3. Trailing status (Microservices): servers send "Status: OK" in the
trailers after successfully completing request. This is needed,
because a lot of things can go wrong between sending "200 OK" status
code in the headers and completing response.

Is that enough?

> The same applies to HTTP/1.1.  Yet trailers are (mostly?) unused
> for many years.  Moreover, it is clearly understood now that
> merging trailer headers to headers as supposed by HTTP/1.1 is a
> security disaster.

As stated previously, I have no intention of merging them together.

> Merging trailers with headers can happen somewhere else as long as
> you pass trailers through.  And it will be perfectly in line with
> HTTP/1.1 specs.

Yes, but then it's not NGINX's problem, is it?

> The only potentially bad thing that can happen without forcing
> chunked transfer encoding is that trailers configured won't be
> sent if Content-Length is know.  If this is critical for a use
> case, the Content-Length can be explicitly removed with additional
> configuration.

If you already configured NGINX to send and/or pass trailers, then why
would you also need to configure NGINX to send and/or pass trailer
even if Content-Length is present? This doesn't make any sense.

Furthermore, even with such simple configuration:

    location / {
        add_trailer "Content-SHA256" "$request_body_sha256";
        root /var/www;
        gzip on;

clients that support gzip would receive Content-SHA256 trailer, while
those that didn't request gzip would not. Again, this doesn't make any

> Additionally, this is not something expected to happen when
> proxying, as Content-Length won't be known anyway if there are
> trailers in the upstream response.

That's only assuming HTTP/1.1. There might be other upstream protocols
that produce trailers or trailer-like metadata.

> On the other hand, forcing chunked transfer encoding based on "TE:
> trailers" looks all the way wrong:
> - it will change the behaviour of nginx for such clients, even if
>   there are no other reasons to do so;

Like I previously said, I'm happy to add r->expect_trailers, so that
modules that want to emit trailers could signal that, in which case
chunked encoding would be forced only when trailers are expected to

> - it won't change the behaviour for other HTTP/1.1 clients who
>   actually support trailers but doesn't advertize it via "TE:
>   trailers", and thus trailers will be lost in some cases anyway.

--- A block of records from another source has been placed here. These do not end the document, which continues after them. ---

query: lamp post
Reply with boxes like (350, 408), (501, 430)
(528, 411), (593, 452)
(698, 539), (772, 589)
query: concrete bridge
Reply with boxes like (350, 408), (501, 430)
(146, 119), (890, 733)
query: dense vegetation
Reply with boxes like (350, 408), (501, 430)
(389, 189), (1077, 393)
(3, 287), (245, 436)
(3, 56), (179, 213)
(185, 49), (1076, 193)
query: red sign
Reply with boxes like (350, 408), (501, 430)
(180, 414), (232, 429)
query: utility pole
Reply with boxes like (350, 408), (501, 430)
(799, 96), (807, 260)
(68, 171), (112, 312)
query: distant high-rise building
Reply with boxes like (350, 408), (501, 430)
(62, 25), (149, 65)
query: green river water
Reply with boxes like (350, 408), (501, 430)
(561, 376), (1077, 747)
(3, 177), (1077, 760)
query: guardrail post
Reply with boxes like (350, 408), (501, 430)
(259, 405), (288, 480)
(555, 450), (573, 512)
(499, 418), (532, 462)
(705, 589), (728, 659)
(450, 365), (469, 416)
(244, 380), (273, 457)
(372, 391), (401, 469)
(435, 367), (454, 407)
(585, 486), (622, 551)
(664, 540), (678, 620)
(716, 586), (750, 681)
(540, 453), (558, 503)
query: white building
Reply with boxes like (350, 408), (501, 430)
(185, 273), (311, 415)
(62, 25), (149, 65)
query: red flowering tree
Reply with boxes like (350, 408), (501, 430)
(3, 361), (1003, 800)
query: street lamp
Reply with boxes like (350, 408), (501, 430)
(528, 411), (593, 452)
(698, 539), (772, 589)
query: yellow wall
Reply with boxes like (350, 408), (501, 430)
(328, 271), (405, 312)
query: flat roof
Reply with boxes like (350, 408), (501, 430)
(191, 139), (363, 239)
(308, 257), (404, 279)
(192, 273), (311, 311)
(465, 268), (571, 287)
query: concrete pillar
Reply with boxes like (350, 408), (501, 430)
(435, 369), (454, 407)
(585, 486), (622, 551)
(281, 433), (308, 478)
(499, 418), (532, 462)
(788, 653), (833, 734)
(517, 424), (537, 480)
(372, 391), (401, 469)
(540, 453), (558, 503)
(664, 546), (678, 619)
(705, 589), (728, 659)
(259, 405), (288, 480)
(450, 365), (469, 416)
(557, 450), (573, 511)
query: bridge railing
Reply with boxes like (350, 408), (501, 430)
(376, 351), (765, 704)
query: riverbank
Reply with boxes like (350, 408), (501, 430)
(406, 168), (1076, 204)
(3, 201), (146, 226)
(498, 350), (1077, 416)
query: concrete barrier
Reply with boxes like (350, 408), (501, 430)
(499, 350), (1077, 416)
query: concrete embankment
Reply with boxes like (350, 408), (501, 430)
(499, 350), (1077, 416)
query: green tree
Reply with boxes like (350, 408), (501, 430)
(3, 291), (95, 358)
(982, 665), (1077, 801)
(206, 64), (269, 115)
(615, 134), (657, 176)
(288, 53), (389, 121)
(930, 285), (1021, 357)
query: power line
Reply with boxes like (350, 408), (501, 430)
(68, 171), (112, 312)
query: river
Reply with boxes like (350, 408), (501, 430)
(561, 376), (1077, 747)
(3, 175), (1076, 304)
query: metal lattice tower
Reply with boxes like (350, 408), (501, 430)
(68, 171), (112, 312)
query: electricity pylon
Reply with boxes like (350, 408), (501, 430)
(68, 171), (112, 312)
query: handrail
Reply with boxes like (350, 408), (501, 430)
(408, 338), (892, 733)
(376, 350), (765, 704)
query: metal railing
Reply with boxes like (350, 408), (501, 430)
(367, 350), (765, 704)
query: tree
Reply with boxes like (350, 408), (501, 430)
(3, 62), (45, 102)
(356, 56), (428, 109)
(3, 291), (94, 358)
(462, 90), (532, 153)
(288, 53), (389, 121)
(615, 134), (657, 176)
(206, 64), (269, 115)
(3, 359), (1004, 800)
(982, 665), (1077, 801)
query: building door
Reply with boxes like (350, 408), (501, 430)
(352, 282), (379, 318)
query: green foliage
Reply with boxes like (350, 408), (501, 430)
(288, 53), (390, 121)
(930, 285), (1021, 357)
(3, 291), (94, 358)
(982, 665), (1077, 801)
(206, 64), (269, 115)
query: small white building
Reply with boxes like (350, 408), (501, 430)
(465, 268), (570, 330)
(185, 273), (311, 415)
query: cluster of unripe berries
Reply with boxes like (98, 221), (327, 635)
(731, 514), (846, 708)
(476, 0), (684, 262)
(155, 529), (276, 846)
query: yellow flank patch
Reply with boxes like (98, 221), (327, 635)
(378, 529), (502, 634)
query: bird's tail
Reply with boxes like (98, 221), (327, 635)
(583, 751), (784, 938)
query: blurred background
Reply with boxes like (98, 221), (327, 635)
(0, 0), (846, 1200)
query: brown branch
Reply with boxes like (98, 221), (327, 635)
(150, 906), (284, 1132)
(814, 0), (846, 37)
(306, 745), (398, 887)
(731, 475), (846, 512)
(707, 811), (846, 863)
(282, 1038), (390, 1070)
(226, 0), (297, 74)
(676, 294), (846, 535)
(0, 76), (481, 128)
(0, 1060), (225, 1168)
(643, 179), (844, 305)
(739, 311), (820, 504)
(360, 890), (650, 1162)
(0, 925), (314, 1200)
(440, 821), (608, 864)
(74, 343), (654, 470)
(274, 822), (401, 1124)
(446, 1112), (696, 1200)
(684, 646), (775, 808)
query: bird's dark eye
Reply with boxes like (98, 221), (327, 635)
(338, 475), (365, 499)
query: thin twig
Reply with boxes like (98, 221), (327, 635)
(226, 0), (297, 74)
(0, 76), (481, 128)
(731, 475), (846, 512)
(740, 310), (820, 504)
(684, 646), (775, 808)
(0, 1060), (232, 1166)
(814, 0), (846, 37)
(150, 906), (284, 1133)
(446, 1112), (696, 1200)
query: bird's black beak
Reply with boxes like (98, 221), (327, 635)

Again, I'm fine dropping this requirement...

> Gzip is something you explicitly enable in the configuration to
> change the content of some responses.  It changes the content, and
> this in turn results in chunked transfer encoding when using
> HTTP/1.1.

You need to explicitly add and/or enable passing of trailers as well.

> In contrast, trailers is something exists only in case of chunked
> transfer encoding.  Depending on the use case, it may make sense
> to either:
> 1. once trailers are configured, force chunked encoding and sent
>    trailers (if it is possible to do so); or

Isn't that what I'm proposing?

> 2. once trailers are configured, sent them as long as chunked
>    encoding is used.
> Obviously enough, second approach is more flexible.  And, as long
> as there is a way to force chunked encoding by other means, allows
> to do exactly the same thing as the first one, plus some additional
> things.

I honestly don't see what value would this add, other than confusing
people as to why trailers sometimes work and sometimes don't.